Friday, February 21, 2014

Arithmetic, Population and Energy, Part 6


Energy Policy

Arithmetic, Population and Energy, Part 6


For the love of the human race.

Friday, February 21, 2014

Our Thesis


We agree with Dr. Bartlett that any solution requires the education and participation of every single one of the earth’s seven billion plus residents.  The problem is of such complexity and magnitude that no one person can possibly see lasting solutions.  Moreover, the problem impinges on human freedom, so it is unreasonable to expect that lasting solutions can be achieved by human coercion of humans.

These obstacles can defeat us:  1.  Unwillingness to change in the face of the facts.  2.  Inadvertently or deliberately ignoring the facts.  3.  Failure to collect accurate, up-to-date data.  4.  Inability to find sufficient meaningful solutions.

This is not a game of blind chance.  This is not a game of fear mongering.  This is a zero-sum game of war: if rationality does not prevail in this war; we, our children, grandchildren, and great- grandchildren will lose.  Deciding not to play is a decision to lose.  If rationality does not prevail, the forces we call nature will make the necessary decisions for us: we will lose and be stranded without the necessary survival map and plan.  Nobody will like the solution.

http://www.youtube.com/watch?v=umFnrvcS6AQ

Arithmetic, Population and Energy, Part 6


http://www.albartlett.org/presentations/arithmetic_population_energy_video1.html  Better results were achieved by playing the video clip directly from this site, rather than by linking through YouTube.  Click on the arrow in the middle of the picture, rather than on the black bar at the top.  This is Part 6.

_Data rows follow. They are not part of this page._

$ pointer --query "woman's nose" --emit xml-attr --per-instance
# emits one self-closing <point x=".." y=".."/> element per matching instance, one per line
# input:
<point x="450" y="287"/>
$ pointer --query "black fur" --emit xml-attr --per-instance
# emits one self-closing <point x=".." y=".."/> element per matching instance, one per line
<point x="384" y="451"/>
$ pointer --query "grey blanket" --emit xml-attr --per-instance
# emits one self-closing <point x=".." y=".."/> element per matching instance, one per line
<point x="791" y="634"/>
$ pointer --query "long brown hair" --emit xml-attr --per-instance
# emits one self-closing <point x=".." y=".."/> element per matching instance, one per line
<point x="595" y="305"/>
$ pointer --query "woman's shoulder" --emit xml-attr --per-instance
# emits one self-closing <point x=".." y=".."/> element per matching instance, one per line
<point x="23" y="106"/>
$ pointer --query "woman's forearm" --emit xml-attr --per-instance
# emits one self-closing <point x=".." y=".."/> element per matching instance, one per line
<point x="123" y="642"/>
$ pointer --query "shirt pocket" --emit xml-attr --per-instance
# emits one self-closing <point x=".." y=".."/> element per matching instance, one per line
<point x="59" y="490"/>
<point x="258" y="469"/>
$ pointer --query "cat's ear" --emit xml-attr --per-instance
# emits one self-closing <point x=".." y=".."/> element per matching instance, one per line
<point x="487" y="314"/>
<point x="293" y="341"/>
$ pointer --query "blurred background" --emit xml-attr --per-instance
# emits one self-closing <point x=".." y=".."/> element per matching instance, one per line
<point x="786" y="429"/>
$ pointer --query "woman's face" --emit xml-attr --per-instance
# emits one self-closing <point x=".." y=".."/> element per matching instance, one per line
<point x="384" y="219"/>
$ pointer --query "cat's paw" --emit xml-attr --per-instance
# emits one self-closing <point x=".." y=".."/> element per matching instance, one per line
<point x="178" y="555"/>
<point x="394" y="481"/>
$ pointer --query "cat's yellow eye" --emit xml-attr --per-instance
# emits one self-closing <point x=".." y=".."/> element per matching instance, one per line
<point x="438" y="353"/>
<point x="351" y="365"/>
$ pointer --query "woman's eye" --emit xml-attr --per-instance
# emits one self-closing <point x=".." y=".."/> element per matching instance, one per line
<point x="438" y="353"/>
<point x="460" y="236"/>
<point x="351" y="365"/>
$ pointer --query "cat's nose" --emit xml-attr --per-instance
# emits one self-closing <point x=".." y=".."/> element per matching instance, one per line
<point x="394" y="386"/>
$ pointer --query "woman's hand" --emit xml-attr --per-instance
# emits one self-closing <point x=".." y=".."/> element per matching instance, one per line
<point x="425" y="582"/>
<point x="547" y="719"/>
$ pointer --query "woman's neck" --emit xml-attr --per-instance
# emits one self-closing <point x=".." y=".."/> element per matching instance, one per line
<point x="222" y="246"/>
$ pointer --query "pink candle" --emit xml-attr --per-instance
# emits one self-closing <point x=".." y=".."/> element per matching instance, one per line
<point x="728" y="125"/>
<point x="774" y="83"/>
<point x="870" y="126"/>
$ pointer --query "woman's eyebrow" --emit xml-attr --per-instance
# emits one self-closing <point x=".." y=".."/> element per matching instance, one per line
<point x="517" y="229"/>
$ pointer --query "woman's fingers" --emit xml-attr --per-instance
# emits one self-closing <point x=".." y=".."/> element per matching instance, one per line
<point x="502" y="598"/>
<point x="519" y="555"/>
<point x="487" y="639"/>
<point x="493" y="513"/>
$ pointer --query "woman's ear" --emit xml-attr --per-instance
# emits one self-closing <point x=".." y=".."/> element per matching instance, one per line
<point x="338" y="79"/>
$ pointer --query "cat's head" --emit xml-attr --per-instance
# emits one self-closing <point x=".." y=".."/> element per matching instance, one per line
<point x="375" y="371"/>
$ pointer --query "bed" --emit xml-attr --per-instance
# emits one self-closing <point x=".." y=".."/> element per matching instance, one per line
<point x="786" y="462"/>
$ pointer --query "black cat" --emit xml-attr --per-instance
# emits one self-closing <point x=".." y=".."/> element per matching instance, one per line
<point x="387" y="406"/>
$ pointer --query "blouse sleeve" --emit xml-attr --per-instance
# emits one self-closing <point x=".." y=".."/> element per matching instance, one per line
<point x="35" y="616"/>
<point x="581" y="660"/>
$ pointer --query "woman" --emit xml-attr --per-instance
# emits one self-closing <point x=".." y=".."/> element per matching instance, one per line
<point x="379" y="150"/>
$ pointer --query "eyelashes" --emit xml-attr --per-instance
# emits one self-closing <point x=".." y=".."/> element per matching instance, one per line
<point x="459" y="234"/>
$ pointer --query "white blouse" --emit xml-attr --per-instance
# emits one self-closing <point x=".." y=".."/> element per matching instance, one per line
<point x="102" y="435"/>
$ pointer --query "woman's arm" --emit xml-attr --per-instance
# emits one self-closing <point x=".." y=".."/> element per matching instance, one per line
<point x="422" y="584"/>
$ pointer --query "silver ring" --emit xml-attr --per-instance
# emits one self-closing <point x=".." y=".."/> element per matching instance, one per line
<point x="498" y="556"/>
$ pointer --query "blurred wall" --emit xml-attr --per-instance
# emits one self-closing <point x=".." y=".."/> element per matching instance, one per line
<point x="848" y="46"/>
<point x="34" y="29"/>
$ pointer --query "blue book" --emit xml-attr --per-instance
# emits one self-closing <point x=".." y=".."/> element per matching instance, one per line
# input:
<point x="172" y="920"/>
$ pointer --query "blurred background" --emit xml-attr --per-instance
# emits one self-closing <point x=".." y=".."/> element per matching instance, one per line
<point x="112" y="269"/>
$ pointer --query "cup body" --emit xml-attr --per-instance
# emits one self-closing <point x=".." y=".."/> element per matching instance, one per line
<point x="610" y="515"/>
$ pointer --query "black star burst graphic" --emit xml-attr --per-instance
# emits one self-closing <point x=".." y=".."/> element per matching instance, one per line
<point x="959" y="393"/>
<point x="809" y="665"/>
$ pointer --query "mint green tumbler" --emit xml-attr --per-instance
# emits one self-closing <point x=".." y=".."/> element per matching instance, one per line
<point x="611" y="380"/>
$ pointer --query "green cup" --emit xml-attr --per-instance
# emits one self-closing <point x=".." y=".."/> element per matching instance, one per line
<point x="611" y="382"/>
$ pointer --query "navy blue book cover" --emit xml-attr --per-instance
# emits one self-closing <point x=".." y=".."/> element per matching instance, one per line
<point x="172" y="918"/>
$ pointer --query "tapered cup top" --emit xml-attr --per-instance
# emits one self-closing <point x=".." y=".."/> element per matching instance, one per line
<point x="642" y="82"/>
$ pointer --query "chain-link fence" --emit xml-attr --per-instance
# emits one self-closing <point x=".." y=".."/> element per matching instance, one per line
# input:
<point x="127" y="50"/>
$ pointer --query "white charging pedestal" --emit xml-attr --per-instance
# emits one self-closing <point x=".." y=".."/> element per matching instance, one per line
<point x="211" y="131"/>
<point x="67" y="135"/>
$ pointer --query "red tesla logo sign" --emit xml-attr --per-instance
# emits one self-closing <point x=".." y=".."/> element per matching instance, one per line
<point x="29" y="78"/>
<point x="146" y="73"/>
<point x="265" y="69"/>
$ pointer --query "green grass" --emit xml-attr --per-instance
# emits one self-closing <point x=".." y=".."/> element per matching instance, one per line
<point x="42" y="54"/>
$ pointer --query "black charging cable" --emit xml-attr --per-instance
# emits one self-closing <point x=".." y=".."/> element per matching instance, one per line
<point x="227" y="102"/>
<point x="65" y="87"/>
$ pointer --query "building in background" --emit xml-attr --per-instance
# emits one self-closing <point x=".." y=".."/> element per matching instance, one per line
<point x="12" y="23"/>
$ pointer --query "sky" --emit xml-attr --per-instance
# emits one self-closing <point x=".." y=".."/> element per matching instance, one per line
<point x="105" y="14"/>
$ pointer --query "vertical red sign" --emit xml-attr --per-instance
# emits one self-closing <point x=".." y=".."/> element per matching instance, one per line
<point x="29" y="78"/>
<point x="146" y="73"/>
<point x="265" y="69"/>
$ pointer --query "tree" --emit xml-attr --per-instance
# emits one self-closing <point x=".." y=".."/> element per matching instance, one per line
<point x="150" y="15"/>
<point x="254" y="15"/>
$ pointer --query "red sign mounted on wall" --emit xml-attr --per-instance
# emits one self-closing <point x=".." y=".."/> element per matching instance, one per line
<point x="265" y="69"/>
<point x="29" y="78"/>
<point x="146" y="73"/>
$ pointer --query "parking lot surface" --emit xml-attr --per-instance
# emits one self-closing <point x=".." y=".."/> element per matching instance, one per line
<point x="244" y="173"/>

Dr. Bartlett discusses new discoveries further.  He shows decisively, that these discoveries deserve critical evaluation.  At the very least, the size of the discovery must be divided by the rate of consumption to arrive at the time it will last.  Most of these evaluations result in times of a few days.  Truly enormous volumes of oil, when compared to current consumption, turn out to be amazingly minuscule.  The problem is not that the discovery was not significantly gigantic.  The problem is that our consumption is horrendous and growing.  Dr. Bartlett claims that the necessary, but not sufficient cause is overpopulation.  We maintain that the necessary, but not sufficient cause is overconsumption.  We also believe that the conditions which are both necessary and sufficient causes, are the product of population and consumption.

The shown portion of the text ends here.